Dichoptic visual field mapping in subject 2. a, Color-coded responses to a purple spot presented with either the left or right eye fixating at the origin. Testing was extended to ±40° because the exotropia was large, averaging nearly 30°. Afterimage test shows the horizontal position drawn by the patient of a slit flashed onto the left fovea (horizontal) and the right fovea (vertical). b, Dichoptic visual field mapping after surgery. With either eye fixating at the origin, the other eye was crossed, signifying an esotropic deviation. To a purple spot, the subject responded “both” at most locations, indicating that she had diplopia.
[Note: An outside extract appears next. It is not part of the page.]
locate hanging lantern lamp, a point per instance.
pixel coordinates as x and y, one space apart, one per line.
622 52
The afterimage test showed that the right fovea (vertical slit) was still perceived at 23° to the right, although it now projected 15° to the left of the left fovea (horizontal slit). c, Subject 2 after restoration of an exotropia, measuring 5°. The suppression scotomas appear similar to those mapped before the first operation (a), although responses are inconsistent centrally, accounting for the subject's report that diplopia had not resolved entirely. Afterimage test showed an anomalous retinal correspondence of 5°, close to the ocular deviation.